Sunday, June 14, 2015
Thinking Big: Google Set Sights on Managing Entire Cities
04:33 12.06.2015(updated 14:22 12.06.2015) Get short URL
As Google has rolled out mobile phones, and Google glass, and self-driving cars, it's been clear they want to build more than an online empire. Their next project takes on the very real-world problem of livable cities.
Sidewalk Labs is the search giant's latest venture, aimed at finding solutions for better organizing and managing cities, and generally improving urban life.
"Sidewalk will focus on improving city life for everyone by developing and incubating urban technologies to address issues like cost of living, efficient transportation and energy usage," Page said in a Google+ post.
"Many cities around the world have already made a lot of progress in some of these areas — for instance, developing dashboards to measure and visualize traffic patterns, and building tools that let residents instantly evaluate and provide feedback on city services. But a lot of urban challenges are interrelated — for example, availability of transportation affects where people choose to live, which affects housing prices, which affects quality of life," Page wrote.
"So it helps to start from first principles and get a big-picture view of the many factors that affect city life.
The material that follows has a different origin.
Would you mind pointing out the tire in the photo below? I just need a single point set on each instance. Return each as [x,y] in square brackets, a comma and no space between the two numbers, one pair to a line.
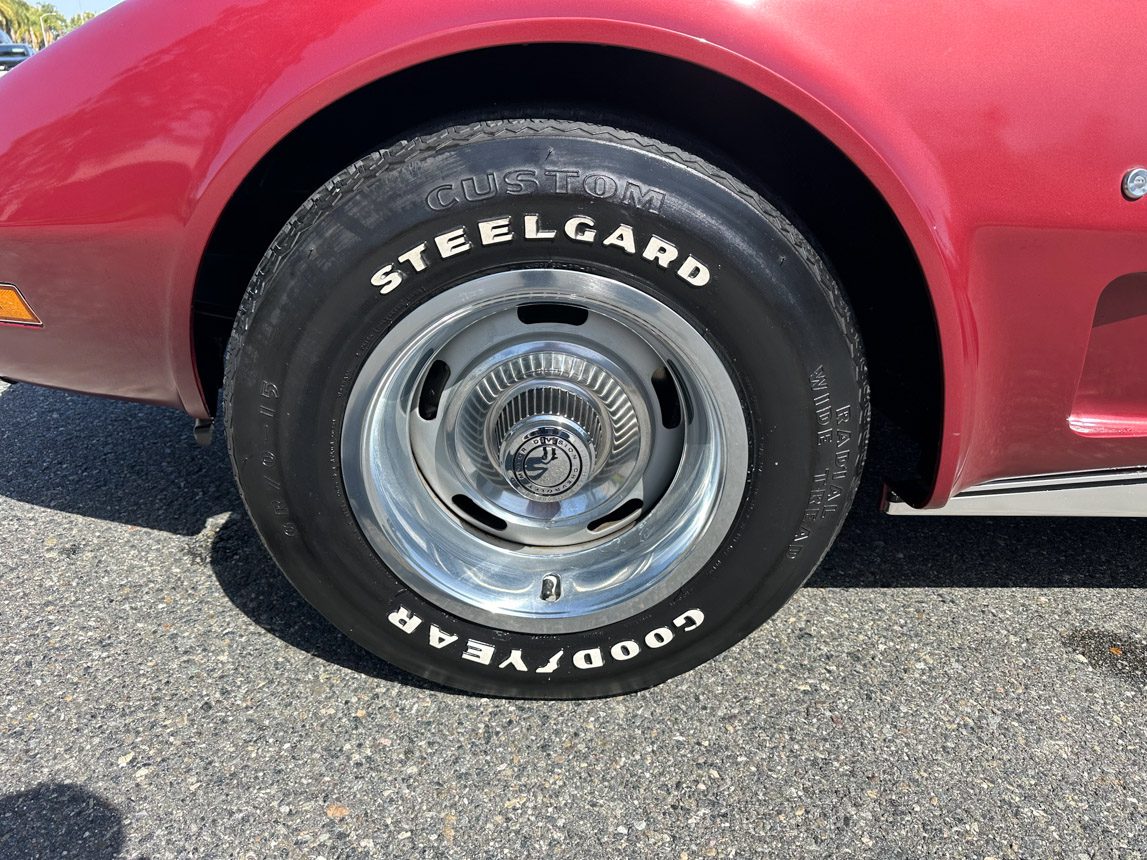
[443,421]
Then, you can develop the technologies and partnerships you need to make a difference."
Google will seed and fund the independent company, which will be based in New York, led by Daniel L. Doctoroff, former deputy mayor of New York City for economic development and former chief executive of Bloomberg LP.
Another team at Google will be led by the company's chief executive, Larry Page.
The project is focusing on cities at a time when most of the US’ population is urban and becoming more so.
"We are at the beginning of a historic transformation in cities," Doctoroff said in a statement. "At a time when the concerns about urban equity, costs, health and the environment are intensifying, unprecedented technological change is going to enable cities to be more efficient, responsive, flexible and resilient."
That technology has the potential to bring "extraordinary business opportunities and opportunities for improving quality of life."
Some academic institutions are already trying to take a more technological and scientific look at how to improve urban life, but not many ventures with their roots in the commercial world.
"It’s great to see an ambitious private sector initiative like this recognize that cities are important," said Steven E. Koonin, director of the NYU urban science center. "And there are technology opportunities, but they are complicated."